Database Normalization Explained: 1NF, 2NF, 3NF, and BCNF with examples

Database normalization is the process of organizing a relational schema so each fact is stored in the right place and data anomalies are reduced.

If you only remember one idea, remember this: normalization helps you avoid storing the same business fact in many rows where it can later become inconsistent.

This article follows Relational Data Modeling and prepares you for SQL Index Performance.

What is database normalization?
#

Normalization is a design technique used in relational databases to reduce:

duplicated data;
inconsistent updates;
insert problems;
delete problems;
hidden dependencies.

It does this by splitting badly structured tables into smaller, well-defined tables connected by keys.

Why normalization matters
#

A non-normalized schema often works at the beginning because it looks simple. But once the data grows, the same shortcut creates maintenance problems.

Normalization improves:

data consistency;
schema clarity;
maintainability;
integrity enforcement;
long-term evolution of the database.

The three classic anomalies
#

Insert anomaly
#

You cannot add one fact without inventing another.

Imagine a table that mixes instructors and courses:

instructor_name	birth_date	course_code
Alessandro Ferrini	1986-11-03	DBMS-101
Donata Bini	1992-12-09	PYTH-206

If a new instructor has not been assigned a course yet, where do you store them?

Update anomaly
#

The same value appears in many rows and must be updated everywhere.

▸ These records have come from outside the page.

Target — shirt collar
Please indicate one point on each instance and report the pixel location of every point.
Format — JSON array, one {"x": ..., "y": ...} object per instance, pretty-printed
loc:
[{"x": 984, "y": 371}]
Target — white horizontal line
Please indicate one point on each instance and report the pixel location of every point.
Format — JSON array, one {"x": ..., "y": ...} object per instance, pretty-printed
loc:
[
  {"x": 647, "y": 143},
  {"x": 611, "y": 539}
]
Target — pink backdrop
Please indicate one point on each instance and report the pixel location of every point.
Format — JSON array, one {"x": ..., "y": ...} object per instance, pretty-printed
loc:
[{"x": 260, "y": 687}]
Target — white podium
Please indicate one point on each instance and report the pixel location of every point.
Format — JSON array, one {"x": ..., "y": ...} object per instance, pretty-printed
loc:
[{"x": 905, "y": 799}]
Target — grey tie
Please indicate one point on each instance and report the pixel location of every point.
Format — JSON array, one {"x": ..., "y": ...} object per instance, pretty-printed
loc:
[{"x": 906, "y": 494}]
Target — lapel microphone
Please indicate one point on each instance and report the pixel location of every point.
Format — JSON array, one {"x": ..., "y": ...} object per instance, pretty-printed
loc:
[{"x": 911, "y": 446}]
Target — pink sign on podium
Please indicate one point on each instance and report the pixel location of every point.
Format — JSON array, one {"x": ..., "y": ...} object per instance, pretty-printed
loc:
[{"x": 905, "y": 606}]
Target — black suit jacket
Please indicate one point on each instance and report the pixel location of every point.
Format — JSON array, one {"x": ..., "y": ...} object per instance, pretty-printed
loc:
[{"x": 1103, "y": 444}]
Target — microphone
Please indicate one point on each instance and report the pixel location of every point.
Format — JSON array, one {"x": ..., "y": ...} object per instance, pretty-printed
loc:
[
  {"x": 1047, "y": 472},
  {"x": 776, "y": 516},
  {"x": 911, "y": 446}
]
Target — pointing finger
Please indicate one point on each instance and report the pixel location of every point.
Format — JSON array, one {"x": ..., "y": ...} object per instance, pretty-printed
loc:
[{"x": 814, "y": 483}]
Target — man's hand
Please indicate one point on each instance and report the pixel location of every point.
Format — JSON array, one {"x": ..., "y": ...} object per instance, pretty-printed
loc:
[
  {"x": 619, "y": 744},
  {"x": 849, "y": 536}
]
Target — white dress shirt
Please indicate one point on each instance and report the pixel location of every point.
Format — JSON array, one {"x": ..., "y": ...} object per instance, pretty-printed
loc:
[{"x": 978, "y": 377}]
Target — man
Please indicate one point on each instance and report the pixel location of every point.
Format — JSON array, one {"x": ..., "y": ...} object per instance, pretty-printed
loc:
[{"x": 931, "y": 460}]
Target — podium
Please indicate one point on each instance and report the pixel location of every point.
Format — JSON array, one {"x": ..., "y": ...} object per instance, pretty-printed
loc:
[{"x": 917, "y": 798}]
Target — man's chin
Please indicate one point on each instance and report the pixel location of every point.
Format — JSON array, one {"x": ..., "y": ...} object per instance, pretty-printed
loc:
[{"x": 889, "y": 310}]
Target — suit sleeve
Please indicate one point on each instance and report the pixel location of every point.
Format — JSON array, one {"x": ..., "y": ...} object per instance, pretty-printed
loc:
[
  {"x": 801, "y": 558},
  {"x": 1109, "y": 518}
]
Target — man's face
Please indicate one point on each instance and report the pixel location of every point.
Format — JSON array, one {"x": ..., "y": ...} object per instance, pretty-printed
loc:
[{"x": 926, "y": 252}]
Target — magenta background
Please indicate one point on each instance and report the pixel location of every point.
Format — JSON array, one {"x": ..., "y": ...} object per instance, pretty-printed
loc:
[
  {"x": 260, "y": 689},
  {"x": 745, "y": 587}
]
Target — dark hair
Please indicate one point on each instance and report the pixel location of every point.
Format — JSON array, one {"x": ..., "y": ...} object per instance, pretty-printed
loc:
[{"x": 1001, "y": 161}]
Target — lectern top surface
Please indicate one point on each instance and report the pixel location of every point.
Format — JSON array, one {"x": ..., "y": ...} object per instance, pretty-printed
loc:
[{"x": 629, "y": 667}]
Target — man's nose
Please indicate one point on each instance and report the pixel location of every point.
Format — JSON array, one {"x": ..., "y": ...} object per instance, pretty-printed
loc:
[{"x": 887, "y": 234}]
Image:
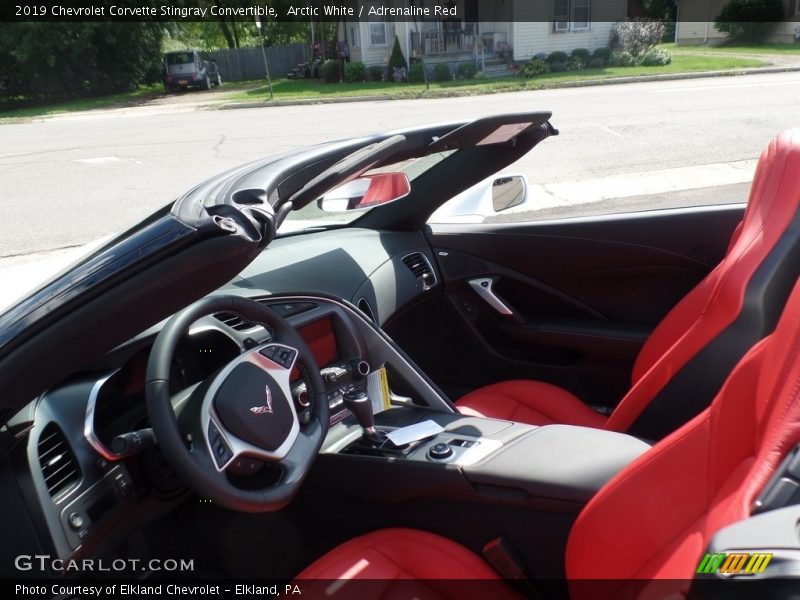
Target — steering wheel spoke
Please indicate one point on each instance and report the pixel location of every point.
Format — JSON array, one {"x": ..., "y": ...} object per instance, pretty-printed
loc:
[{"x": 247, "y": 410}]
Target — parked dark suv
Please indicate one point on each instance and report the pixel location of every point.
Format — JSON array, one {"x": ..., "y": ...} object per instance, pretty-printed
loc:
[{"x": 187, "y": 68}]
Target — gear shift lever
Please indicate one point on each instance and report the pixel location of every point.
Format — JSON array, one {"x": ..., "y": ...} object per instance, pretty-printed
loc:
[{"x": 358, "y": 403}]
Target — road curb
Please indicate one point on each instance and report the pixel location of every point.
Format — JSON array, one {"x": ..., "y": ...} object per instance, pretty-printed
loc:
[{"x": 454, "y": 94}]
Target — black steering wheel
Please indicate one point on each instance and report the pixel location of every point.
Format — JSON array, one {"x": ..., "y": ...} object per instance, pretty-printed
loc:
[{"x": 244, "y": 411}]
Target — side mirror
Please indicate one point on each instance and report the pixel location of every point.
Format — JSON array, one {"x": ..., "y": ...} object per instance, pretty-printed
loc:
[
  {"x": 508, "y": 192},
  {"x": 366, "y": 192}
]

full_name	hire_date	duration	email
Alessandro Ferrini	2024-10-23	3	im@alessandroferrini.com
Alessandro Ferrini	2025-01-20	20	aferrini@example.com

Now the same person has two emails in the database.

Delete anomaly
#

Removing one row accidentally removes another important fact.

If the only row containing an instructor also contains their only course assignment, deleting that assignment may delete the instructor record entirely.

Key concepts before normal forms
#

Candidate key
#

A candidate key is any minimal set of attributes that uniquely identifies a row.

Primary key
#

The primary key is the candidate key chosen as the official row identifier.

Functional dependency
#

A functional dependency means that one attribute determines another.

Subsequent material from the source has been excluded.